2017 was a great year for LGBT visibility in video gaming. From Mass Effect: Andromeda to Life Is Strange: Before the Storm, Agents of Mayhem and Dream Daddy, LGBT characters are becoming more commonplace. But there’s still a lot more that the games industry can do to make this billion dollar industry more LGBT inclusive in 2018.
Although some of the industry’s biggest titles have LGBT characters, most often they’re on the side lines, or in optional, non-canon relationships with the player. In 2018 queer protagonists should be given the spotlight and the chance to play as the hero. Give us our gay Ezio, let us see more of Tracer’s personal life in Overwatch. I’d even settle for a gay Crash Bandicoot.
Yes there are more LGBT characters in the world of gaming nowadays, but that’s not to say that these characters aren’t, well, problematic. Assassin’s Creed, Far Cry and more recently Persona 5 have featured gay characters – or gay coded characters – as being a threat or as lecherous beings. Developers should write a more diverse range of LGBT characters, representing the diversity of the gaming community.

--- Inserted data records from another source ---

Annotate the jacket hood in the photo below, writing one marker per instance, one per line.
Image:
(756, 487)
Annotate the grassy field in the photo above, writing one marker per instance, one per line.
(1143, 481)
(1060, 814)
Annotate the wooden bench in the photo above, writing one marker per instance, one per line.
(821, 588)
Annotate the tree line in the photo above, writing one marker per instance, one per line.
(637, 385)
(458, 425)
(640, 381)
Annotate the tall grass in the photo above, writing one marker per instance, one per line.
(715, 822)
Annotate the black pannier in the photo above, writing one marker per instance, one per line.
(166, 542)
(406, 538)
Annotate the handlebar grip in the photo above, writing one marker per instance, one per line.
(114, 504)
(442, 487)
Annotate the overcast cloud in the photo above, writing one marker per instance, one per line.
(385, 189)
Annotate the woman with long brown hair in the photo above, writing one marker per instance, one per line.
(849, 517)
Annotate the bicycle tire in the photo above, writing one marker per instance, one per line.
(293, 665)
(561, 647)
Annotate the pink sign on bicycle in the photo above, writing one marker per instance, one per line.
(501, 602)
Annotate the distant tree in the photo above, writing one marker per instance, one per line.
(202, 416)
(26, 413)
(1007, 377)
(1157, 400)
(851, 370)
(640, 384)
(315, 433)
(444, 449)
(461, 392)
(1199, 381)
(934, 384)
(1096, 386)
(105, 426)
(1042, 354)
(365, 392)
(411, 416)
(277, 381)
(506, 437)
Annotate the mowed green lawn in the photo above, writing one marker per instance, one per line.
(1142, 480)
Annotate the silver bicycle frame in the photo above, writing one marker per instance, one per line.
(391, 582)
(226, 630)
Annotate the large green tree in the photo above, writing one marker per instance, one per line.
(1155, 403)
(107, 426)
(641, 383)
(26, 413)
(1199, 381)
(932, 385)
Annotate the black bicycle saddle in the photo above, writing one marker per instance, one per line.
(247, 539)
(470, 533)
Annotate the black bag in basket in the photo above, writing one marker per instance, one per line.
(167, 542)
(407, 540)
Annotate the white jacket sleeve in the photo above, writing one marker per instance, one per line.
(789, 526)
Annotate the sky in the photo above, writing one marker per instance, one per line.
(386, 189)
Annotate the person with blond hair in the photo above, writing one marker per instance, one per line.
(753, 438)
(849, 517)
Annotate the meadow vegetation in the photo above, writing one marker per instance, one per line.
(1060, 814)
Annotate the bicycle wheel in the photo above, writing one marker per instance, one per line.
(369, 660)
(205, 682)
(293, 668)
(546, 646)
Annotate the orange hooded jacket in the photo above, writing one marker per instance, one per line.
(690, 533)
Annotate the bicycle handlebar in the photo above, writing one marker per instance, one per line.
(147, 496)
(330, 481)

There’s something beautiful and utopian about the way NPCs accept same sex relationships in games such as The Sims or Stardew Valley. Nobody bats and eyelid and there’s no awkward coming out to parents or colleagues.

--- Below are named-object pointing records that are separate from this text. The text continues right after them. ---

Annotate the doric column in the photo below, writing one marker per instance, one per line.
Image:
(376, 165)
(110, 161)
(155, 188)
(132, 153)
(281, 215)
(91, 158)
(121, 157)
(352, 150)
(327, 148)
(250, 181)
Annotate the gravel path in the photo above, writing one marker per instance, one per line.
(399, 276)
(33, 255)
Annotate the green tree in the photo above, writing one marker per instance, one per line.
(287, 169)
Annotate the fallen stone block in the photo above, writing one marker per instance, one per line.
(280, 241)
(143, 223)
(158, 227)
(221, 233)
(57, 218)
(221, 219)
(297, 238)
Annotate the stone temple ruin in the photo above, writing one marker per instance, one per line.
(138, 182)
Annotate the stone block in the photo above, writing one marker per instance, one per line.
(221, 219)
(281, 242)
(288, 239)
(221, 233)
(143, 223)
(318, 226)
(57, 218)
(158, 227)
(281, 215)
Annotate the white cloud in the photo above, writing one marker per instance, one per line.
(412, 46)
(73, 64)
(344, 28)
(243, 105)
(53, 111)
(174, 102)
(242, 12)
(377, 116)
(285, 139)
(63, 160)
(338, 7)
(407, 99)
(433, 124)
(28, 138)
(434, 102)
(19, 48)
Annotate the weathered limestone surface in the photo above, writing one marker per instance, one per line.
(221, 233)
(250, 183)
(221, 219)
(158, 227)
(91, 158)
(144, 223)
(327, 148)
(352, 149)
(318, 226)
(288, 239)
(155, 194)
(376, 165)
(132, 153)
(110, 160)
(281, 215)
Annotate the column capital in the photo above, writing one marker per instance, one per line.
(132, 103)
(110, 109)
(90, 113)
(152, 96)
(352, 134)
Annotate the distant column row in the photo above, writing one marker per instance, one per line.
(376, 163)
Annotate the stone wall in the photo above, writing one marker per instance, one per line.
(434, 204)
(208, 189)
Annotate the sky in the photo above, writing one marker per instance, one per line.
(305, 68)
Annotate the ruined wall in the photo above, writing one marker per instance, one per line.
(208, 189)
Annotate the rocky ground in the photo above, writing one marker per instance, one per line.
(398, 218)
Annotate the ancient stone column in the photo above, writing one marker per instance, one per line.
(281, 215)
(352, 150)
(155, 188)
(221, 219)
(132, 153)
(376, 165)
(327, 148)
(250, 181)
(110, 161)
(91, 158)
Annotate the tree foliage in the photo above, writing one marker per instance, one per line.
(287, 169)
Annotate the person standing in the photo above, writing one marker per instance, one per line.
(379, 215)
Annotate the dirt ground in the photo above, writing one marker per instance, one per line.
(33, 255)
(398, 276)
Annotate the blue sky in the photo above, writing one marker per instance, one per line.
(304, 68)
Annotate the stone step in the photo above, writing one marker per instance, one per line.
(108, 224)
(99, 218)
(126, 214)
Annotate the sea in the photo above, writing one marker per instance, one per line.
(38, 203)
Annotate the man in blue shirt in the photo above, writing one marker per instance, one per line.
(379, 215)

If video games are to include same-sex relationship options, then straight gamers who choose to ‘play gay’ should experience the same difficulties many of us in the community sadly have to face. Not only will it help to educate straight gamers on the struggles of coming out as gay, but it will add real emotional depth to the gameplay. Plus it means you could then throw a massive coming out party in The Sims! IMAGINE!
“Are you a boy or a girl?” Sorry Doctor Oak, but gender is a thing of the past and games developers need to keep up!
Many games allow us to pick whether our protagonist is male or female then customise their appearance to our liking. While the intention of this tool is to help us forge a personal connection with the character and project ourselves onto them, it can potentially isolate non-binary gamers. Why? Customisation options are tethered to specific gender norms, leaving little room to create a character that goes beyond the typical ‘strong male’ or ‘sexy female’ archetype.
In 2018, games developers should introduce non binary character customisation allowing us to create characters that truly match our identity whether cis, sissy, or non-conforming.
From the moment Mimi Imfirst picked up India Ferrah during their iconic lipsync in RuPaul’s Drag Race season 3 I have been dreaming of a classic drag queen beat-em-up! Imagine the costumes, the special attacks, the shade they’d throw before each battle. Seriously, someone make this happen!